Diabetes Mellitus Flashcards
What is the pathophysiology of DM type 1?
An autoimmune disease (immune system mediates destruction of pancreatic beta-cells)
Is type 2 DM are pts insulin resistant or insulin dependant?
Insulin Resistant - d/t obesity
What are 3 risk factors of type 2 DM?
- Obesity
- Genetics (maternal more so)
- Age (insulin production decreases w/ age)
What is the onset, age at onset, body habitus and the chance of ketosis in type 1?

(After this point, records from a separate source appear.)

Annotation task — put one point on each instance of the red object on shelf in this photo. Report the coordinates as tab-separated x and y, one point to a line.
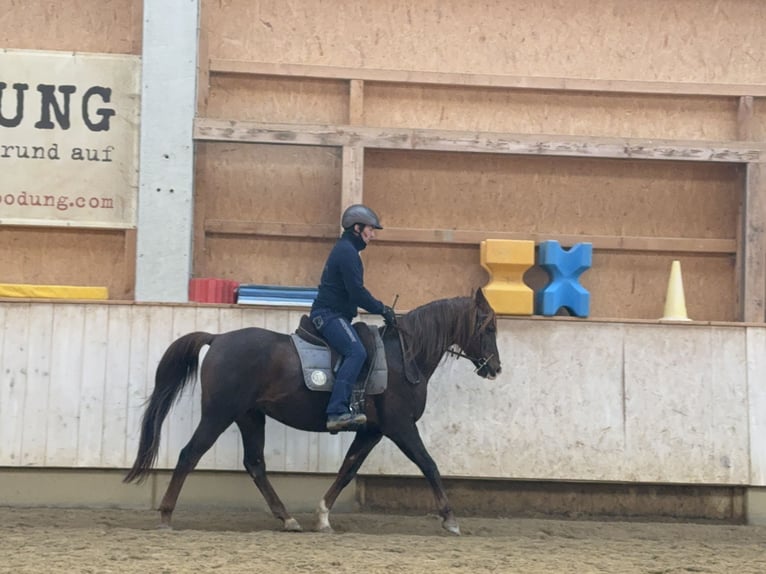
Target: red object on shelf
212	290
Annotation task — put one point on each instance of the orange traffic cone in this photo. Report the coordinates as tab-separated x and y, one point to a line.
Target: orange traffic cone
675	302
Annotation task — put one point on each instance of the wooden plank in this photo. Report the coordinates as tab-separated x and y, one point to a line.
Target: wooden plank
745	118
37	385
203	71
356	102
352	176
117	385
130	263
270	228
13	383
209	129
90	424
754	243
475	237
64	397
225	66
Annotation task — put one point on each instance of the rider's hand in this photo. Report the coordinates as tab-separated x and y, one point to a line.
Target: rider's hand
389	316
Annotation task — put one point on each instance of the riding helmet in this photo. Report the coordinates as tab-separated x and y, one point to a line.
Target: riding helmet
361	214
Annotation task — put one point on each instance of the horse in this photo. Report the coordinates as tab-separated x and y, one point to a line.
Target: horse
252	373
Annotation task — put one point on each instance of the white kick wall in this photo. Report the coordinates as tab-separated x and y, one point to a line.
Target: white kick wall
597	401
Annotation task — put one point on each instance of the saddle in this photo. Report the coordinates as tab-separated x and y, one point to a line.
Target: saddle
319	361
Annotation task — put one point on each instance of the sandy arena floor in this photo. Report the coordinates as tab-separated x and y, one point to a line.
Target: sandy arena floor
102	541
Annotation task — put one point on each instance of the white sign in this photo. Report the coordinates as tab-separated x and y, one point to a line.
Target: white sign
69	127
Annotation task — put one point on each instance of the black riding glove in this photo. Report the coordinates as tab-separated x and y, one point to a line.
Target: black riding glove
389	316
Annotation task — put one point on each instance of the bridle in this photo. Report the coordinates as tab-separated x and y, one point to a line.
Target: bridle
480	363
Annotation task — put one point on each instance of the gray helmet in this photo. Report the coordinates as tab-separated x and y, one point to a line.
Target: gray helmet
359	213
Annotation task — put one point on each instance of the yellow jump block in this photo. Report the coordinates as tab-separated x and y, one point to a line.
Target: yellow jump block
53	291
506	261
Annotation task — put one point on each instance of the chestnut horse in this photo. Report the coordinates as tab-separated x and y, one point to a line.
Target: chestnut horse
252	373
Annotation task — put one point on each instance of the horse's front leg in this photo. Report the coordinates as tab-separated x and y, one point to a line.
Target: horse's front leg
364	441
409	441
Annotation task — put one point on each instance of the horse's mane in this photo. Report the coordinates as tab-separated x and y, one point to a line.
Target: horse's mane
431	329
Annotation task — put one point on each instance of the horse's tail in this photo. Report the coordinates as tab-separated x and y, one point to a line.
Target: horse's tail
177	367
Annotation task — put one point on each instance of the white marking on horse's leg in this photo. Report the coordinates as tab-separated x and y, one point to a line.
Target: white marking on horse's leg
323	517
450	525
292	525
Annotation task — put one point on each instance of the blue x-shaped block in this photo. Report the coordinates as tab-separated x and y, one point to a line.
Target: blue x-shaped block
564	268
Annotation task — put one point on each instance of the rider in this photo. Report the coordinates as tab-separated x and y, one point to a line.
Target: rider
341	292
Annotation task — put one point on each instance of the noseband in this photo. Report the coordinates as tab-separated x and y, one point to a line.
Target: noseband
478	331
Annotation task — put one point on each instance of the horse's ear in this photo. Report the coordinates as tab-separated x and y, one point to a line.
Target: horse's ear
481	300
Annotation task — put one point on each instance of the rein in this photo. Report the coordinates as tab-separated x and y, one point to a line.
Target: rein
480	362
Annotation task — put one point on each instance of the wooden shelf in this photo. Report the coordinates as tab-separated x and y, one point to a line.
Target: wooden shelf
208	129
224	66
474	237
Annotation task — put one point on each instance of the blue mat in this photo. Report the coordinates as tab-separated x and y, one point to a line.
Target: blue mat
276	295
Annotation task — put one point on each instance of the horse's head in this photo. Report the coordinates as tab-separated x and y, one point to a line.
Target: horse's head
482	346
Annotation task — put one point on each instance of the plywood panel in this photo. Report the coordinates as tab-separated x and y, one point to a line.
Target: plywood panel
263	98
77	26
270	261
67	257
288	184
705	41
562	195
578	113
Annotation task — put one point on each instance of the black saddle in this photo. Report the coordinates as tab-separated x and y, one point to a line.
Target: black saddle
309	333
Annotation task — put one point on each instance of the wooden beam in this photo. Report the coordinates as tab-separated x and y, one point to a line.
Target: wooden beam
203	72
356	102
209	129
745	118
753	287
352	176
475	237
224	66
271	228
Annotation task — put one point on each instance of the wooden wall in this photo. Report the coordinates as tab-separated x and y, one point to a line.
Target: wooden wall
588	73
508	69
45	255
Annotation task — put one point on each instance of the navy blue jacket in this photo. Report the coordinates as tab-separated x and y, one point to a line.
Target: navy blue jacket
342	285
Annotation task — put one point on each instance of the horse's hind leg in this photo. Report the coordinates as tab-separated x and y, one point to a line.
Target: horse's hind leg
363	443
207	432
409	442
252	426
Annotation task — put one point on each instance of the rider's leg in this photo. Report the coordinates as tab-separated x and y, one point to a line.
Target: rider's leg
344	340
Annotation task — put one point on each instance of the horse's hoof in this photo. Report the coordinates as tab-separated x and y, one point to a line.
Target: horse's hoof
291	525
451	526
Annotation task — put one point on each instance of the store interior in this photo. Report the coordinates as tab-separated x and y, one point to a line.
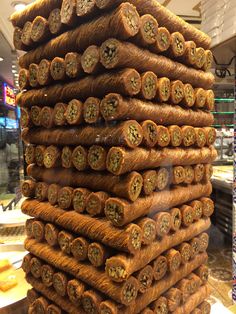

- Onset: Sudden (sometimes appear after an illness)
- Age: Any age, usually young
- Body Habitus: usually thin
- Ketosis: Common (DKA)
What is the onset, age at onset, body habitus and the chance of ketosis in type 2?
- Onset: Gradual
- Age: Adults (usually)
- Body Habitus: Obese
- Ketosis: Rare
What is the dawn phenomenon d/t and is it related to the Somogyi effect?
- D/t an increase in nocturnal secretion of GH
- Independent of the Somogyi effect
What is the Somogyi effect and what occurs when you are sleeping?
- Rebound response to nocturnal hypoglycemia
- Counterrefulatory systems are activated in response to hypoglycemia, leading to nocturnal hyperglycemia.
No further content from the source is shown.